Robert retomó su actividad con una asignación de rehabilitación en Ligas Menores a finales de junio y volvió a las Grandes Ligas tres semanas después. Desde entonces comenzó a recuperar sensaciones ofensivas. Tras irse sin hit en su primer encuentro de regreso, acumuló dos cuadrangulares, un sencillo y tres bases por bolas en los siguientes seis partidos.
El mánager interino de los Mets, Andy Green, destacó la evolución del jardinero y el impacto que puede generar con el bate.
«Se ha sentido muy bien. No sé si haya muchos jugadores con el nivel de poder que él tiene, así que es divertido verlo hacer contacto de lleno con una pelota», señaló.
El resurgimiento del cubano coincide con un mercado en el que varios equipos buscan reforzar su ofensiva con bateadores derechos. Organizaciones como los Filis de Filadelfia, Marineros de Seattle, Rangers de Texas, Piratas de Pittsburgh y los propios Bravos de Atlanta aparecen entre los clubes con necesidades ofensivas en esa posición.
A pesar del interés que podría despertar, Robert también representa una apuesta con riesgos. Las lesiones han limitado su continuidad a lo largo de su carrera, aunque cuando ha estado saludable ha demostrado capacidad para marcar diferencia, como ocurrió en 2023, temporada en la que conectó 38 cuadrangulares, robó 20 bases y fue convocado al Juego de Estrellas.

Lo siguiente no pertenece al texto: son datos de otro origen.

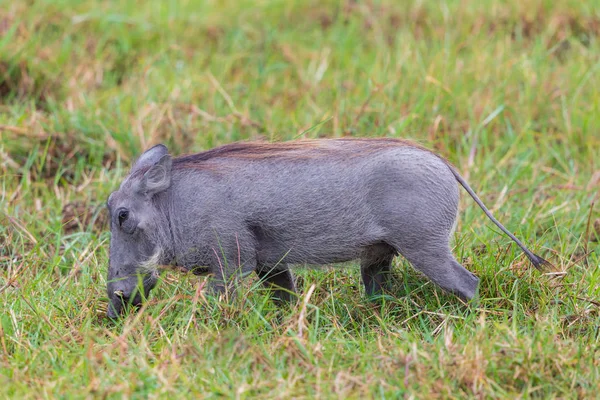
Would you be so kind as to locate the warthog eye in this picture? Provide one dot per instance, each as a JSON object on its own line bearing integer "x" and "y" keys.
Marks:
{"x": 123, "y": 215}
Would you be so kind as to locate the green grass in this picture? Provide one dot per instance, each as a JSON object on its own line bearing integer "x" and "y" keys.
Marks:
{"x": 509, "y": 91}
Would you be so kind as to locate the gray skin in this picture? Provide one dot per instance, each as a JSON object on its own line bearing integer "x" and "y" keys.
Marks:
{"x": 266, "y": 207}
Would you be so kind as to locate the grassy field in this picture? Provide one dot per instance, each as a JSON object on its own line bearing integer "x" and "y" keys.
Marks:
{"x": 509, "y": 91}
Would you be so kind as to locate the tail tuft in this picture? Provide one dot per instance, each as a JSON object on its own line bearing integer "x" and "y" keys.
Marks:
{"x": 539, "y": 263}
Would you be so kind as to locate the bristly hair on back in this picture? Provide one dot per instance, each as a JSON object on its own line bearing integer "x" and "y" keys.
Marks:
{"x": 298, "y": 149}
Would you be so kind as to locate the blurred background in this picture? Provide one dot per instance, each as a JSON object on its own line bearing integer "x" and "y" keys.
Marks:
{"x": 509, "y": 91}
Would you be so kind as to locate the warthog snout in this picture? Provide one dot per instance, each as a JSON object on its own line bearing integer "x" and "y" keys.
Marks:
{"x": 128, "y": 292}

Su contrato también incrementa el atractivo para otras organizaciones. Al jardinero le resta un compromiso salarial inferior a 7 millones de dólares para 2026, además de una opción del club por 20 millones de dólares para 2027, con una cláusula de rescisión de 2 millones, condiciones que lo convierten en un jugador con flexibilidad contractual para cualquier equipo interesado.
Mientras las negociaciones continúan rumbo a la fecha límite de cambios, Luis Robert Jr. mantiene una postura clara sobre su futuro.
«Son cosas que simplemente pasan en el béisbol. Cuando llegué por primera vez a los Medias Blancas dije: ‘Eso nunca me va a pasar a mí’. Pero una vez que ves que sucede, sabes que siempre es una posibilidad», concluyó el jardinero, consciente de que su próximo turno al bate podría también acercarlo a un nuevo destino en las Grandes Ligas.